Another reason for our special relationship is that she reminds me of when I was her age. My parents moved from Pennsauken, NJ to Mt. Lebanon, PA, so their three boys got the best education possible before college. While my parent’s desire was loving, it meant that we moved from a nice community where I was an above-average student to the golden ghetto of Mt. Lebanon. Mt. Lebanon made me feel both dumb and poor. Man, that motivated me. I don’t want my children or grandchildren to feel like I felt.

I soon realized that Ti Ti was following in my footsteps, especially educationally. That wasn’t acceptable. I didn’t like remembering how I felt seven decades ago. As a result, Ti Ti and I made a deal, part of which was that I’d cover her college costs.

Our arrangement benefited me more than Ti Ti. Trust me. I didn’t want to be sitting in my home in America knowing that she had doubts about her intellectual abilities. I hated that feeling years ago. Ti Ti will face many problems in life, but I can help eliminate the educational one.

Therefore, I recently asked Moh Moh about when the tuition was due for Ti Ti’s second year. Moh Moh replied that Gusto hadn’t sent them any information yet. It wasn’t more than a day before Moh Moh emailed me that Ti Ti had just gotten her tuition for this coming academic year.

I replied to Moh Moh that the first thing that I would do on Monday morning at 9 am, when my bank opened, would be to have my bank send a wire transfer to them for Ti Ti’s tuition. I was there at 9 am.

However, six hours prior, around 3 am, Ginger wanted to go out to go potty. Half asleep, I took her outside and came back inside. It was then that I realized that Ginger had vomited and had a dozen places where she had had diarrhea before she woke me up. Additionally, there was blood in her stool. I took her to the emergency room of Ginger’s vet. The vet said that she’ll be okay.  I went home, cleaned up the mess, took a shower, and went to the bank. 

I discussed how to best transfer funds for Ti Ti’s tuition with the person in charge of the wire transfers. Recently, there were problems and delays transferring funds due to the military’s coup. I mentioned to my banker that I would like to attach Gusto’s bill to the wire transfer. I thought that would expedite the arrival of the money for Ti Ti’s tuition. While that was a good idea, wire transfers were merely numbers and had no means of attaching a document. The person at the bank spoke with the main office several times. They both concluded that it would be better to transfer funds as I have for several years.

There I was trying to get Ti Ti’s tuition to Gusto. I finally decided that since I have a paper trail of previous wire transfers, I would continue doing what I had done in the past.

I came home and found Ginger was still bleeding even without going out to go potty.  So, I took her down to Purdue Veterinary Hospital, the 4th time in two years, and arrived around 11 am. Dr. Haginoya, who had helped treat Ginger at the end of July, outlined what he wanted to find out about Ginger’s medical issues. After about six hours, he returned and gave me his diagnosis along with some additional meds. I returned home around 7 pm.  

So, what was my takeaway from that very long and vexing day? I really had no choice. I care about my family in Myanmar, including making sure that Ti Ti got her education. Also, I care about helping Ginger face her issues with inflammatory bowel disease (IBD). It’s a no-brainer. I must deal with life and face reality head-on.

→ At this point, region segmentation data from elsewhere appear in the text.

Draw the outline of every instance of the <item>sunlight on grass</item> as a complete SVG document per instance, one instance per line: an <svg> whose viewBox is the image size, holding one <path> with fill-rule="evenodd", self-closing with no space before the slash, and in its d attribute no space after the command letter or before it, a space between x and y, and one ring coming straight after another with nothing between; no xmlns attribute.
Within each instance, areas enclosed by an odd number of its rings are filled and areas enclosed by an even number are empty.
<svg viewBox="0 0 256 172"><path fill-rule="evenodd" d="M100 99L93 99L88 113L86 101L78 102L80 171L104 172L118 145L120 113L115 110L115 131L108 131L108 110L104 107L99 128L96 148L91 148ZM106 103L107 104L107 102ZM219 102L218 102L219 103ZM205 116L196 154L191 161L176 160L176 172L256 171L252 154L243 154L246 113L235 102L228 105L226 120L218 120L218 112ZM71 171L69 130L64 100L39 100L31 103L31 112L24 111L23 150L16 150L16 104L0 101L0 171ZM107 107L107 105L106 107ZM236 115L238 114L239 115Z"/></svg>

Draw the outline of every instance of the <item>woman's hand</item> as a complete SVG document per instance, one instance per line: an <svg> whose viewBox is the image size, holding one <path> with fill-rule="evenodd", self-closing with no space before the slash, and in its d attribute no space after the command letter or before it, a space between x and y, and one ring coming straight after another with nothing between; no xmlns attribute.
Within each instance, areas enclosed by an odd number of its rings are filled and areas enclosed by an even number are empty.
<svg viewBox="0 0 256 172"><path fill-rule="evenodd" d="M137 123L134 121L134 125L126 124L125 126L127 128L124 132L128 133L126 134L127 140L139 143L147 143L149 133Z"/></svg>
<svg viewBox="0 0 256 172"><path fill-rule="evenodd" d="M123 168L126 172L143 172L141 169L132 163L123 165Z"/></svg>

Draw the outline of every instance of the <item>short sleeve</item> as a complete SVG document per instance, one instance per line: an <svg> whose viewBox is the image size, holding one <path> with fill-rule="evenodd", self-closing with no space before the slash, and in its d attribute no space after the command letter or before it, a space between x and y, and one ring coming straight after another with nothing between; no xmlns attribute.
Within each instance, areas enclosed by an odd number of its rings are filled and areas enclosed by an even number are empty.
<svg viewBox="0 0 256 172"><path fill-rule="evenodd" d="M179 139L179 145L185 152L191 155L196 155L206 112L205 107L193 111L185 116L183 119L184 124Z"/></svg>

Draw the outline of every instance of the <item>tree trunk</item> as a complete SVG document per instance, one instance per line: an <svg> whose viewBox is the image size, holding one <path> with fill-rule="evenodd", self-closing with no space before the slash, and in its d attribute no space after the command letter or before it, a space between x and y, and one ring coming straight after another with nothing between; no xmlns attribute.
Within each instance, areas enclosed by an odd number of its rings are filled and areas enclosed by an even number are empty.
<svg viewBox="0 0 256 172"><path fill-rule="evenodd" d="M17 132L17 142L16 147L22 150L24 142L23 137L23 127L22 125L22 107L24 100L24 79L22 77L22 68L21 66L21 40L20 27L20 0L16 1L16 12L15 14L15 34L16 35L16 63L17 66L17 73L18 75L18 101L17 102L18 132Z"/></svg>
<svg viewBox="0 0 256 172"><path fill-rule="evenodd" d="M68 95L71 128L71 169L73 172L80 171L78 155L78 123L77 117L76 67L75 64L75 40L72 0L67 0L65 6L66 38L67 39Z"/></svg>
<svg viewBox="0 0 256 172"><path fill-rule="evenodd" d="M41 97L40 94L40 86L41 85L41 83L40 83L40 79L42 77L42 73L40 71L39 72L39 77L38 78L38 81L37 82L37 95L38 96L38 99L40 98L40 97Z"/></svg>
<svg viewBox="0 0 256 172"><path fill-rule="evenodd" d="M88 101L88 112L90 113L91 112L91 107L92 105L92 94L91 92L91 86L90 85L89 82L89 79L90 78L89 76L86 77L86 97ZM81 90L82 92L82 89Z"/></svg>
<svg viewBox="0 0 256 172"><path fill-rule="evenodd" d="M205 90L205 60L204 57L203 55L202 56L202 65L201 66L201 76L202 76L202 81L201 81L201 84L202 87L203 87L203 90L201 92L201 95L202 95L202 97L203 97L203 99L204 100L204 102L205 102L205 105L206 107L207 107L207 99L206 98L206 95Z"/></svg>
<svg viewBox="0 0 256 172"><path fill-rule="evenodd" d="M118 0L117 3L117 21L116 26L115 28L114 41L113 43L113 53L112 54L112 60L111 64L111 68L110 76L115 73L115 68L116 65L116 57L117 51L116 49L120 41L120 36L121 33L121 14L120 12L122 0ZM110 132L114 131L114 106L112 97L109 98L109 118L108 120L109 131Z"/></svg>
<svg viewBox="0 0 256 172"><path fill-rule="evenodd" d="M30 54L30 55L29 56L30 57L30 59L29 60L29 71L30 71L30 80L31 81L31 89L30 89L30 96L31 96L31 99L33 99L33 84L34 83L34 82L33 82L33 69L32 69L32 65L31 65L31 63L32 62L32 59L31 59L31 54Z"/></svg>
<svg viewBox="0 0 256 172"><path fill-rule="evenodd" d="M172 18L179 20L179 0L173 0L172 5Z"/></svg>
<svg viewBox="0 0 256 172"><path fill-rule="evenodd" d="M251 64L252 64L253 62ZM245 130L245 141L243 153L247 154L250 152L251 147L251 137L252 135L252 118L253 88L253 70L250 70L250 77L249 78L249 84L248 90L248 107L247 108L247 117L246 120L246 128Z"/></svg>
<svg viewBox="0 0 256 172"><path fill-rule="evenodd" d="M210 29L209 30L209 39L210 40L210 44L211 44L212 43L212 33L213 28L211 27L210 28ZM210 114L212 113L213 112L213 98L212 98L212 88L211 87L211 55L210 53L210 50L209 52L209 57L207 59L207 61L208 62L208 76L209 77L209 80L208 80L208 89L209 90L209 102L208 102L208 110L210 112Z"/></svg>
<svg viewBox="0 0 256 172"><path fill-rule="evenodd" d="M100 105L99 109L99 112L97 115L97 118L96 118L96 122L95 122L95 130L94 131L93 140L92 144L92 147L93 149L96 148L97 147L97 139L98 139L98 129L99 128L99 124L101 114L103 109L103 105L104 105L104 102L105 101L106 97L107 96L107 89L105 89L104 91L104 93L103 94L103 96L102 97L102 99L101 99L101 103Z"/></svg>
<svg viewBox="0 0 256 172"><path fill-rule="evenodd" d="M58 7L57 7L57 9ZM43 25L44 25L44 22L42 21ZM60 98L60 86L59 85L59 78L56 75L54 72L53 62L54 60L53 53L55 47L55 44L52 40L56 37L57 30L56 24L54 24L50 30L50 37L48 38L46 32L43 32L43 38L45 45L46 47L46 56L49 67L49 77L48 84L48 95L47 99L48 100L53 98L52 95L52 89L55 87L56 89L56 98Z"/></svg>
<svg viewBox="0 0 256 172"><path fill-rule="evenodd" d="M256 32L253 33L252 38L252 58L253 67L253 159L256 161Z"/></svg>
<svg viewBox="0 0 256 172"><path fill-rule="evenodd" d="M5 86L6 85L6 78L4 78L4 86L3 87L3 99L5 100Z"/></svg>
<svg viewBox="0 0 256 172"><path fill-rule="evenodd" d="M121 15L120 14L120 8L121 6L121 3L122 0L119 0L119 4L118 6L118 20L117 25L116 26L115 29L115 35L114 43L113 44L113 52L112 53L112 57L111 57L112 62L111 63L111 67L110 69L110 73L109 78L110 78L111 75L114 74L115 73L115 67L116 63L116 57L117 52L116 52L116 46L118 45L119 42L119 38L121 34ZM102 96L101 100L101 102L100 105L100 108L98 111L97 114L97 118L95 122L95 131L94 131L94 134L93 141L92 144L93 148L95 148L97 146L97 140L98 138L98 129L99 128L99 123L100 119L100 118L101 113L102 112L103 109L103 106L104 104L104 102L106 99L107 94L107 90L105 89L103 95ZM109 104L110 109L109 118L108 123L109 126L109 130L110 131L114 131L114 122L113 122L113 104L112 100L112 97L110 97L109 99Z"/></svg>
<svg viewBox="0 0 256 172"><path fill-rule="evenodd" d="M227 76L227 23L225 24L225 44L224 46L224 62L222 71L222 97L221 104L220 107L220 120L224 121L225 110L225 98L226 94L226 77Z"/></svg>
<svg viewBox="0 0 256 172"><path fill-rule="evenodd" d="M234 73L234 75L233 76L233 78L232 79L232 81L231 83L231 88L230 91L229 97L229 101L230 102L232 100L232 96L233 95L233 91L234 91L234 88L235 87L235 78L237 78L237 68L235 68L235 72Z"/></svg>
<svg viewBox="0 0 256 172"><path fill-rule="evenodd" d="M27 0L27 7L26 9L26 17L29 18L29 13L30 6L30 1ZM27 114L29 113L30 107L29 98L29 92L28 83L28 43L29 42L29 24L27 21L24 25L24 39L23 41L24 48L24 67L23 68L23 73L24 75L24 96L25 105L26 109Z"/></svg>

While I would rather have control over everything in my life, I don’t. It is a fool’s errand to believe that I do or could. What fascinated me about last Monday was that I felt both a catharsis and liberated at the end of the day. While I can’t control everything in my life, I can control how I live my life. That is an exhilarating feeling. It is the new normal for me.

It is just the way things happen.

Randy Pausch said, “We cannot change the cards we are dealt, just how we play the hand.” As I adjusted to the new normal, I thought about a movie I saw in the 60s. Alfie also wanted to figure out the new normal for himself.